To End All Wars: A Story of Protest and Patriotism in the First World War
In this brilliant new work of history, Adam Hochschild follows a group of characters connected by blood ties, close friendships or personal enmities and shows how the war exposed the divisions between them. They include the brother and sister whose views on the war could not have been more diametrically opposed he a career soldier, she a committed pacifist; the politician whose job was to send young men who refused conscription to prison, yet whose godson was one of those young men and the suffragette sisters, one of whom passionately supported the war and one of whom was equally passionately opposed to it. Through these divided families, Hochschild paints a vivid picture of Britain poised between the optimism of the Victorian era and the era of Auschwitz and the Gulag a divided country, fractured by the seismic upheaval of the Great War and its aftermath.

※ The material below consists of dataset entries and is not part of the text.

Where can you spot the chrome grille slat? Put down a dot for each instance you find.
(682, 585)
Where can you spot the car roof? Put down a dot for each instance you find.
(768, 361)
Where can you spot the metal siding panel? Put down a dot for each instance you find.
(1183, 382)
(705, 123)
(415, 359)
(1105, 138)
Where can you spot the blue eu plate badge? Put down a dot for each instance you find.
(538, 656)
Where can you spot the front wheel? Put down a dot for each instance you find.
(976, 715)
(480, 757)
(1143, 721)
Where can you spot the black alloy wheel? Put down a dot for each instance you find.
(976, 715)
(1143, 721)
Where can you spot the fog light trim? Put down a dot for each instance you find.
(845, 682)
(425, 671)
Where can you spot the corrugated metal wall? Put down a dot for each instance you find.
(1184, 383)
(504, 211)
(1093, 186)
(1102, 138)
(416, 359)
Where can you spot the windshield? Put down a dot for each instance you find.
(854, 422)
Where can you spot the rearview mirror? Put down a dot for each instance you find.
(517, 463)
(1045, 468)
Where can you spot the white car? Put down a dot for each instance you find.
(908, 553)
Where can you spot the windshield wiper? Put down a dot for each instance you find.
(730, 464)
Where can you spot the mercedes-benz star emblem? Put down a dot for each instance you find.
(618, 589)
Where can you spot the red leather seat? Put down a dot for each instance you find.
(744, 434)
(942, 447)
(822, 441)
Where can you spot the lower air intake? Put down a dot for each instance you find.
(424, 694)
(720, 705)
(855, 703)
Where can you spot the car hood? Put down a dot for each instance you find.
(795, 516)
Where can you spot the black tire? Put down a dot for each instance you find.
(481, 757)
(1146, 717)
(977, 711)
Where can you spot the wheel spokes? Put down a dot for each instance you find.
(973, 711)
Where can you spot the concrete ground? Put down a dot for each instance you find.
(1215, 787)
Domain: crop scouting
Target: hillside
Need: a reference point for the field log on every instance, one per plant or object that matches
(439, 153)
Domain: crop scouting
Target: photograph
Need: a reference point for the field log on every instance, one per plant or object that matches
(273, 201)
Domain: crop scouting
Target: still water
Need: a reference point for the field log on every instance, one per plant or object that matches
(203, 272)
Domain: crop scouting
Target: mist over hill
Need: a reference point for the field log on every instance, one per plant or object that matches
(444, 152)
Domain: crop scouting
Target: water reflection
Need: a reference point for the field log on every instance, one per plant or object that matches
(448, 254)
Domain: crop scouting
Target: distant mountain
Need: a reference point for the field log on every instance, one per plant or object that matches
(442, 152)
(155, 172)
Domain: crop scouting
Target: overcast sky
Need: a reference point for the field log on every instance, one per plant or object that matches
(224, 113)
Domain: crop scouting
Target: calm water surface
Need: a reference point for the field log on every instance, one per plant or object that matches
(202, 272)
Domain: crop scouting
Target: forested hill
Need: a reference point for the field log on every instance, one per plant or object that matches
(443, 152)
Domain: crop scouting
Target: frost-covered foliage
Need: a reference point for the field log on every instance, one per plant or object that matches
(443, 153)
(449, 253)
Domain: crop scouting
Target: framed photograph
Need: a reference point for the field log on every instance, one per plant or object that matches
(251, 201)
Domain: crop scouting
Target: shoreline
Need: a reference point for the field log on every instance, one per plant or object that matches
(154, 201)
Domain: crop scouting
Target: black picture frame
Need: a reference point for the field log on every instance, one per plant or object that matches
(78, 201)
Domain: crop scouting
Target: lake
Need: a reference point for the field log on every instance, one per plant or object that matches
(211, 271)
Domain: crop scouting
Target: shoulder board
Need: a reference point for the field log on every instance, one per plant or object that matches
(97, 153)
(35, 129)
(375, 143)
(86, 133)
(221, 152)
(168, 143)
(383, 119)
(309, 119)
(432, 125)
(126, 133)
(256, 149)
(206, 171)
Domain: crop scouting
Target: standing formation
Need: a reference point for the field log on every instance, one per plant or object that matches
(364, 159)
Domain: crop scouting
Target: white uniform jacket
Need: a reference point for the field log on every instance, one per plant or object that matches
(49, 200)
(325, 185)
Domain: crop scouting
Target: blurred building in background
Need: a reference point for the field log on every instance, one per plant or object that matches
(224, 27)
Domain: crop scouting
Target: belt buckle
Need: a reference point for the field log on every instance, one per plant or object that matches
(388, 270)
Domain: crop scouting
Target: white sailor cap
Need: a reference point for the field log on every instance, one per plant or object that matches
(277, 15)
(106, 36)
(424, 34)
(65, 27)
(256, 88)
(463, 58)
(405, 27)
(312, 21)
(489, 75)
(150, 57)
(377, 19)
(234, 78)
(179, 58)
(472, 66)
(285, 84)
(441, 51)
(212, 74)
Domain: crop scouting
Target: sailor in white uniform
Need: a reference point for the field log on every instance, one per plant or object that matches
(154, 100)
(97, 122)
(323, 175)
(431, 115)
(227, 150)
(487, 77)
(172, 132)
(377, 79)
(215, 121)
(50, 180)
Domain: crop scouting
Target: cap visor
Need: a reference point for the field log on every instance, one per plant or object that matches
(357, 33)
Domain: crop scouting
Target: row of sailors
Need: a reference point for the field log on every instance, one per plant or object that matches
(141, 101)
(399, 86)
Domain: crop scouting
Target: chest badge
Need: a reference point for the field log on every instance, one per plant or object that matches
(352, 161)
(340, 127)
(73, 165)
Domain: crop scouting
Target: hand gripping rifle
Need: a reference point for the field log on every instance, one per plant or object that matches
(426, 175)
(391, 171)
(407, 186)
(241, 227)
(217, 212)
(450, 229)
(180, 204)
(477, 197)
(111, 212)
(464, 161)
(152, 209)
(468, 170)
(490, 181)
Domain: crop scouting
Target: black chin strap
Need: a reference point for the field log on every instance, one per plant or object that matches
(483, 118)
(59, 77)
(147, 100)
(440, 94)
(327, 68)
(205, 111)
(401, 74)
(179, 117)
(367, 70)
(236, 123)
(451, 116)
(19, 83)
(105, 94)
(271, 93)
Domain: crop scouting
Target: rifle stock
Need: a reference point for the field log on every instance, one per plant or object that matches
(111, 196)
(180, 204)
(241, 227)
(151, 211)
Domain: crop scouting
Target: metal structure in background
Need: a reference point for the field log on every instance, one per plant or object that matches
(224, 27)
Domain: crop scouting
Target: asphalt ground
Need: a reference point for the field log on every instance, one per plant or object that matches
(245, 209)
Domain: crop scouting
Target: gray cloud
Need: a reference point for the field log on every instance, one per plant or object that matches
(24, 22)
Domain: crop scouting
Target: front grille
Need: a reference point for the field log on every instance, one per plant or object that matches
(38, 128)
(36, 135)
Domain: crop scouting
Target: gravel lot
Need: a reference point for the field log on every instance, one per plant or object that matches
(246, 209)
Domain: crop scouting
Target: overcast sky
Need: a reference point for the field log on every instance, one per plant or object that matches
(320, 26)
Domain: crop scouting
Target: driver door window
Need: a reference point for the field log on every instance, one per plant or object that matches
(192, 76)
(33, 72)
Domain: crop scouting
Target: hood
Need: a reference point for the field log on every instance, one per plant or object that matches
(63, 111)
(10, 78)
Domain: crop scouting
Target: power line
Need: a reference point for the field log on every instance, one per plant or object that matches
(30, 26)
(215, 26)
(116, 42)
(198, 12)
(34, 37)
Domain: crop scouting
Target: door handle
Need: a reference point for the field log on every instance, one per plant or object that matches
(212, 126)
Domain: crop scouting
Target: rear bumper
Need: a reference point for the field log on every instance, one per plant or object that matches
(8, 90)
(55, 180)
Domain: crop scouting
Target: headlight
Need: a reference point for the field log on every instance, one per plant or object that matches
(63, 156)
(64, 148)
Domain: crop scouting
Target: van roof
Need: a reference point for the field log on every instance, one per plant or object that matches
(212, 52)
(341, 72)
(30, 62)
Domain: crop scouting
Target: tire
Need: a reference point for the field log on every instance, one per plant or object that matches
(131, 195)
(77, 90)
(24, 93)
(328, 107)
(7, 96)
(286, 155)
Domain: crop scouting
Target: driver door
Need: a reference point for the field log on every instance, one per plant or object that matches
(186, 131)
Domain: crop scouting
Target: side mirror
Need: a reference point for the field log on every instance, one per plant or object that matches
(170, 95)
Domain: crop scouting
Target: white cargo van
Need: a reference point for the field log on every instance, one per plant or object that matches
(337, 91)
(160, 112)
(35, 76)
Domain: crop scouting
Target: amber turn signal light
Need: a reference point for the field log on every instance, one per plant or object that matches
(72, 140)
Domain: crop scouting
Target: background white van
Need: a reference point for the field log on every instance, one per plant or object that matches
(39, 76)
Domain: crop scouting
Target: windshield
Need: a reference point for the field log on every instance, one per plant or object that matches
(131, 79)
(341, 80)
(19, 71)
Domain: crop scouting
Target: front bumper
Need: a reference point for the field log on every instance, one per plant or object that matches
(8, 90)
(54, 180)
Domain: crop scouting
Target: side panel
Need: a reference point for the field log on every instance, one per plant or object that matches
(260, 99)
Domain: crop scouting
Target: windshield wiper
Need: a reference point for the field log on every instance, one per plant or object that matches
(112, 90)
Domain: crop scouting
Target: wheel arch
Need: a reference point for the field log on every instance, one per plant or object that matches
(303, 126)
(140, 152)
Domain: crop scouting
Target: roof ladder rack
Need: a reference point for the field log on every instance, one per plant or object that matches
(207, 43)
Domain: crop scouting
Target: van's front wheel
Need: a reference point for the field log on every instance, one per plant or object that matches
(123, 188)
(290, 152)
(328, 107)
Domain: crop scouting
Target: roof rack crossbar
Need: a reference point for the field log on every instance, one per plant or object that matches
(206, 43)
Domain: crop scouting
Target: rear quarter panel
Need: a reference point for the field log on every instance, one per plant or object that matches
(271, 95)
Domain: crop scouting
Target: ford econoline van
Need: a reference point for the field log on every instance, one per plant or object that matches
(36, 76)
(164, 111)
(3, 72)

"This is a book to make one feel deeply and painfully, and also to think hard." - Christopher Hitchens, "New York Times Book Review" "Hochschild brings fresh drama to the story, and explores it in provocative ways . . . Exemplary in all respects." - Jonathan Yardley, "Washington Post "In this deeply moving history of the so-called Great War, those opposing its mindless folly receive equal billing with the politicians, generals, and propagandists obdurately insisting on its perpetuation. Implicit in Adam Hochschild's account is this chilling warning: once governments become captive of wars they purport to control, they turn next on their own people." - Andrew J. Bacevich, author of "Washington Rules: America's Path to Permanent War
Adam Hochschild is an award-winning author of six books, mostly on subjects related to human rights. King Leopold's Ghost was the winner of the prestigious Duff Cooper Prize and Bury the Chains was longlisted for the Samuel Johnson Prize. He lives in San Francisco and teaches at the Graduate School of Journalism at the University of California at Berkeley.